We think about this (where Hadoop fits) a lot and have gathered a fair amount of expertise on the topic. The core team at Hortonworks includes the original architects, developers and operators of Apache Hadoop and its use at Yahoo, and through this experience and working within the larger community they have been privileged to see Hadoop emerge as the technological underpinning for so many big data projects.
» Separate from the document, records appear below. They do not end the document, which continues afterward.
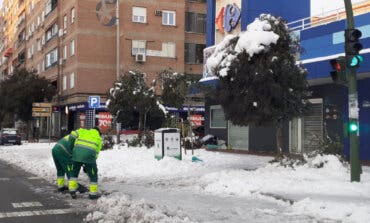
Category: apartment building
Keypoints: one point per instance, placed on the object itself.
(74, 44)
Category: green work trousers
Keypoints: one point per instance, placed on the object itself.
(90, 168)
(63, 161)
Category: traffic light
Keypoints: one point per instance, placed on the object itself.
(338, 74)
(353, 127)
(353, 47)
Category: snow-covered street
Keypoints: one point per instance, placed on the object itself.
(222, 188)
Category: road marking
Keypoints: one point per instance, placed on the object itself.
(35, 213)
(27, 204)
(34, 178)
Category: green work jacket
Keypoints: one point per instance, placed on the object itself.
(87, 146)
(67, 143)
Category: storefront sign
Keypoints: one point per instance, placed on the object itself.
(104, 121)
(196, 120)
(82, 120)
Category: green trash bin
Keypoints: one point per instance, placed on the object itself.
(167, 142)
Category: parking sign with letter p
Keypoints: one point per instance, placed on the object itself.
(94, 101)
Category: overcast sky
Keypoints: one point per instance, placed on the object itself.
(317, 6)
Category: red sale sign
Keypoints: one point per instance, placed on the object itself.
(105, 121)
(196, 120)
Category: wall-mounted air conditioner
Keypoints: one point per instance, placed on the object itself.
(140, 57)
(61, 33)
(158, 13)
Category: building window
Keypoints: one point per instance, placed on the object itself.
(72, 80)
(50, 6)
(65, 22)
(169, 50)
(51, 58)
(194, 53)
(73, 15)
(169, 18)
(195, 22)
(64, 82)
(217, 117)
(138, 46)
(51, 32)
(139, 14)
(72, 47)
(65, 52)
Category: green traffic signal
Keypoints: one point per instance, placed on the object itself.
(353, 127)
(356, 61)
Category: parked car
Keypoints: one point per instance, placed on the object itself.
(10, 136)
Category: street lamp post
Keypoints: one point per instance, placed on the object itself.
(117, 60)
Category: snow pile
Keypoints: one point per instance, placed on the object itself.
(34, 158)
(320, 188)
(119, 208)
(350, 212)
(256, 39)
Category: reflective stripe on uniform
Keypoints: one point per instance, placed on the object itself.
(64, 148)
(60, 182)
(86, 147)
(72, 184)
(93, 189)
(82, 140)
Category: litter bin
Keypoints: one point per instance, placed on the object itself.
(167, 143)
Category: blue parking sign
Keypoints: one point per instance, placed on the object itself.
(94, 101)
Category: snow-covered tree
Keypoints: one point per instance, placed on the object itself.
(131, 100)
(260, 80)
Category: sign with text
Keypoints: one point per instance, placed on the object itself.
(41, 109)
(196, 120)
(94, 101)
(104, 121)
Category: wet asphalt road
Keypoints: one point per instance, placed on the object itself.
(25, 198)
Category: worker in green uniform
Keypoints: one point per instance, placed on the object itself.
(85, 152)
(62, 156)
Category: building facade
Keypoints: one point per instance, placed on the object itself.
(322, 38)
(74, 44)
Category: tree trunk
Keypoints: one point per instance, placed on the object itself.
(279, 138)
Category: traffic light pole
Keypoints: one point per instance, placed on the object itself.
(352, 105)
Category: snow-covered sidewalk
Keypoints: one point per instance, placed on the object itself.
(222, 188)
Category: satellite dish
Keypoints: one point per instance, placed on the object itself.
(105, 12)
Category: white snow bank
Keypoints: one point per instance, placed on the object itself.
(325, 192)
(118, 207)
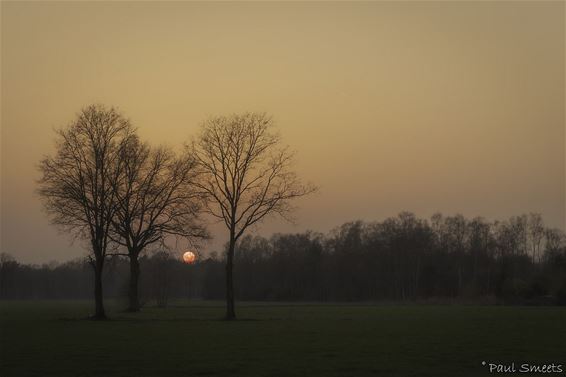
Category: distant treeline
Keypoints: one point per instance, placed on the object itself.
(402, 258)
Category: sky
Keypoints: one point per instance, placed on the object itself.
(457, 107)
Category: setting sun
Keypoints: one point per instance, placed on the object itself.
(189, 257)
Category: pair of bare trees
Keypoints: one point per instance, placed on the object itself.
(106, 186)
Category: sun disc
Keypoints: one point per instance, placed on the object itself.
(189, 257)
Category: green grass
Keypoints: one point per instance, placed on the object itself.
(52, 338)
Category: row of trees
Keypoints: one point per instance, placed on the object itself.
(400, 258)
(120, 195)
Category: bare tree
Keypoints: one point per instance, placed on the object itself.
(76, 188)
(246, 175)
(156, 197)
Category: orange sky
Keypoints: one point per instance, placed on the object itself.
(420, 106)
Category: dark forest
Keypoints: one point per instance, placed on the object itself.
(441, 259)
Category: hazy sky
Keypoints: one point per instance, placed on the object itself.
(420, 106)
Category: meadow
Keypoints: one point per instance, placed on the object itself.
(53, 338)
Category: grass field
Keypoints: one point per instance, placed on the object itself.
(52, 338)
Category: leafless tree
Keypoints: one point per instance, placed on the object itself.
(246, 175)
(75, 185)
(157, 197)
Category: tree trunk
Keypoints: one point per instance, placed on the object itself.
(230, 309)
(134, 278)
(99, 313)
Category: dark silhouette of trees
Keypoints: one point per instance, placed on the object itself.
(76, 186)
(156, 196)
(399, 259)
(246, 175)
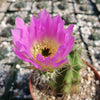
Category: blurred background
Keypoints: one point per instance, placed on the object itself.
(84, 14)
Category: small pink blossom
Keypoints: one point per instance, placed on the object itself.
(44, 43)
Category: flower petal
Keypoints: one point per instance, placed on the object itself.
(61, 63)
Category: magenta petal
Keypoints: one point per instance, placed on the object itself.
(39, 58)
(65, 61)
(45, 61)
(19, 22)
(69, 30)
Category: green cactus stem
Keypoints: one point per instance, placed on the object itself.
(67, 78)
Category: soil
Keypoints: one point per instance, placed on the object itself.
(88, 88)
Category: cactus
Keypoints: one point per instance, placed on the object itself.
(67, 78)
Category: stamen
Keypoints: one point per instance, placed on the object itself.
(45, 48)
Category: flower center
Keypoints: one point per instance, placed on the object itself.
(45, 48)
(46, 52)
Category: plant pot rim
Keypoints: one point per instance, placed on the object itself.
(88, 64)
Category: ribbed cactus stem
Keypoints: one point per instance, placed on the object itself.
(68, 76)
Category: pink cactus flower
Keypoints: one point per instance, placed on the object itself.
(44, 43)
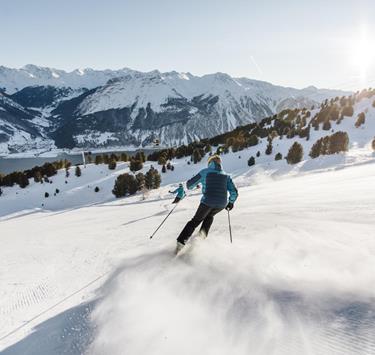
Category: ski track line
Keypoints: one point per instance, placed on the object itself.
(5, 336)
(27, 298)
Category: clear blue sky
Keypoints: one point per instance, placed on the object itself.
(288, 42)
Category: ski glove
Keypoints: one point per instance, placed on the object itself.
(229, 206)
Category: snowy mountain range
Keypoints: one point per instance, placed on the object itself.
(47, 108)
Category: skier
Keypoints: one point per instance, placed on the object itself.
(180, 193)
(215, 187)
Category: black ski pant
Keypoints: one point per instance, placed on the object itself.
(177, 200)
(204, 214)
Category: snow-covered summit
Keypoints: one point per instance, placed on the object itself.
(14, 80)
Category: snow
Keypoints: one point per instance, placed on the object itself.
(296, 279)
(79, 273)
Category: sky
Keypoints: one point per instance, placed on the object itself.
(287, 42)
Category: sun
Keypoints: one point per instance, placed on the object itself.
(363, 53)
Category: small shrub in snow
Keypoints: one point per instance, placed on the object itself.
(269, 148)
(152, 179)
(140, 177)
(338, 142)
(335, 143)
(326, 125)
(22, 180)
(196, 157)
(251, 161)
(38, 176)
(124, 157)
(112, 164)
(78, 171)
(140, 156)
(125, 184)
(360, 120)
(114, 157)
(252, 140)
(348, 111)
(295, 153)
(98, 159)
(135, 165)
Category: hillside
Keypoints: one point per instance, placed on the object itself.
(93, 109)
(296, 280)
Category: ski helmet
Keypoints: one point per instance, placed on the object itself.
(216, 158)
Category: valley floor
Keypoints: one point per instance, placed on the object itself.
(298, 278)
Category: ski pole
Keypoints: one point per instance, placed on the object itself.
(163, 220)
(230, 228)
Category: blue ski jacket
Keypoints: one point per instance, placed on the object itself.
(215, 186)
(179, 191)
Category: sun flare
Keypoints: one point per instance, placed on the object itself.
(363, 53)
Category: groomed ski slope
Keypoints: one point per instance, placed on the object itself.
(298, 278)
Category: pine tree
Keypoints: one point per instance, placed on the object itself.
(113, 157)
(269, 148)
(360, 120)
(124, 157)
(112, 165)
(105, 158)
(348, 111)
(251, 161)
(326, 125)
(157, 180)
(152, 179)
(295, 153)
(252, 140)
(140, 177)
(338, 142)
(22, 180)
(140, 156)
(316, 149)
(78, 172)
(38, 176)
(125, 184)
(196, 157)
(135, 165)
(98, 159)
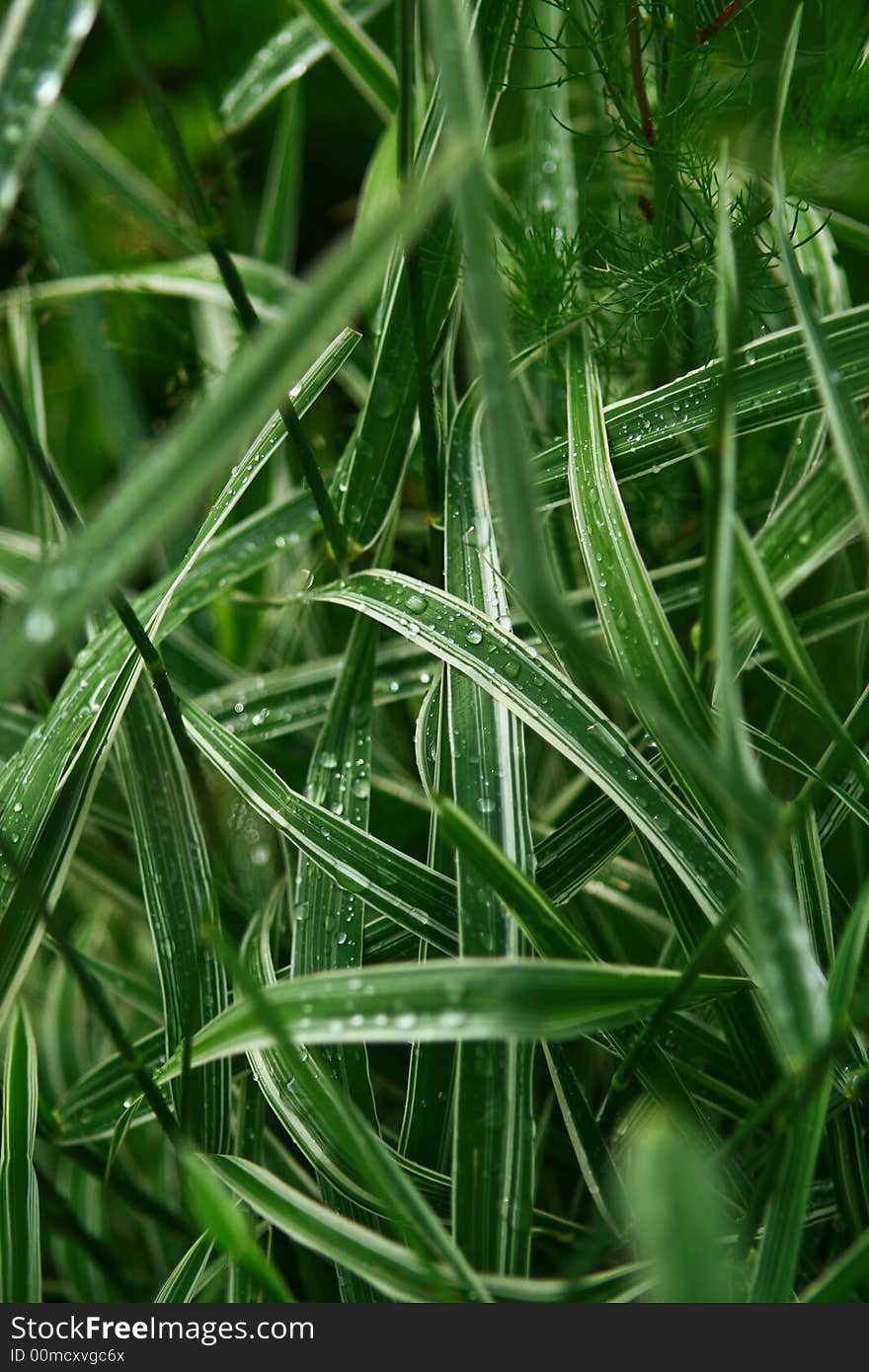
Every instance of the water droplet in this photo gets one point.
(39, 626)
(46, 88)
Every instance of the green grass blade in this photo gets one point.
(678, 1216)
(464, 1001)
(328, 922)
(179, 894)
(773, 383)
(846, 428)
(382, 440)
(206, 439)
(785, 1216)
(841, 1277)
(492, 1135)
(357, 53)
(283, 59)
(39, 42)
(21, 1277)
(386, 1263)
(553, 708)
(640, 639)
(228, 1225)
(544, 925)
(186, 1277)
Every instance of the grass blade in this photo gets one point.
(20, 1231)
(493, 1179)
(39, 42)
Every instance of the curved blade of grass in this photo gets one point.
(44, 833)
(380, 446)
(678, 1214)
(186, 1277)
(27, 789)
(636, 629)
(390, 882)
(357, 1140)
(283, 59)
(553, 708)
(781, 634)
(584, 1131)
(180, 901)
(278, 703)
(39, 42)
(228, 1225)
(773, 383)
(386, 1263)
(846, 428)
(785, 1216)
(474, 998)
(92, 1105)
(574, 852)
(544, 925)
(21, 1275)
(787, 971)
(484, 305)
(210, 435)
(841, 1277)
(493, 1176)
(193, 278)
(359, 56)
(278, 215)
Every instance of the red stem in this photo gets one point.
(710, 29)
(636, 66)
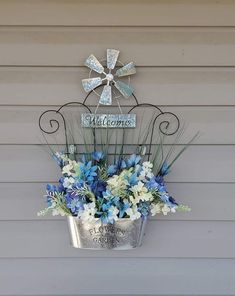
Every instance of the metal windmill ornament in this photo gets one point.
(110, 76)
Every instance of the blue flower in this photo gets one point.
(164, 169)
(112, 169)
(133, 160)
(144, 208)
(88, 172)
(98, 155)
(152, 184)
(51, 188)
(58, 158)
(132, 179)
(120, 164)
(74, 202)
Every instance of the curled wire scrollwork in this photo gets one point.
(54, 124)
(167, 123)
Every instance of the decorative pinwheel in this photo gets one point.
(125, 71)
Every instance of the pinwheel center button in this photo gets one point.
(109, 77)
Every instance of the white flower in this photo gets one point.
(69, 169)
(147, 165)
(113, 212)
(58, 211)
(133, 213)
(155, 209)
(173, 210)
(88, 214)
(68, 182)
(138, 189)
(165, 210)
(117, 183)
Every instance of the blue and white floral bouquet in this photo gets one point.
(91, 189)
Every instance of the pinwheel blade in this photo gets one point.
(125, 89)
(91, 83)
(112, 56)
(92, 63)
(106, 96)
(126, 70)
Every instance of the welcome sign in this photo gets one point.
(108, 120)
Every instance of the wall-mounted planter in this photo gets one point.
(124, 234)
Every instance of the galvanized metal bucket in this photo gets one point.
(124, 234)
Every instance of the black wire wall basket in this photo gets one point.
(137, 128)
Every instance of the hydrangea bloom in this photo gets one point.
(92, 189)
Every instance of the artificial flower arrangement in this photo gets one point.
(93, 189)
(108, 197)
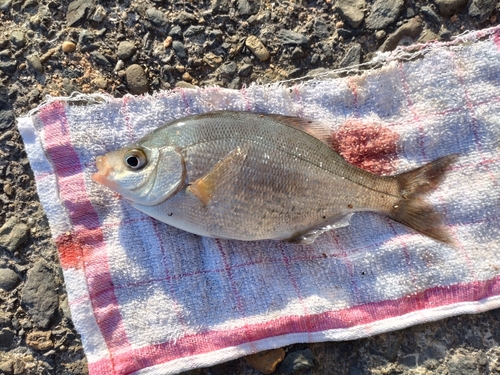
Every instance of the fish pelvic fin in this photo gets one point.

That has allowed us to observe certain patterns that we’ve found greatly simplify the concepts associated with Hadoop, and our aim is to share some of those patterns here.
As an organization laser focused on developing, distributing and supporting Apache Hadoop for enterprise customers, we have been fortunate to have a unique vantage point.
With that, we’re delighted to share with you our new whitepaper ‘Apache Hadoop Patterns of Use’. The patterns discussed in the whitepaper are:
Refine: Collect data and apply a known algorithm to it in a trusted operational process.
Enrich: Collect data, analyze and present salient results for online apps.
Explore: Collect data and perform iterative investigation for value.You can download it here, and we hope you enjoy it.
If you are looking for detailed patterns of use, you will be disappointed.
Runs about nine (9) pages in very high level summary mode.
What remains to be written (to my knowledge) is a collection of use patterns with a realistic amount of detail from a cross-section of Hadoop users.
That would truly be a compelling resource for the community.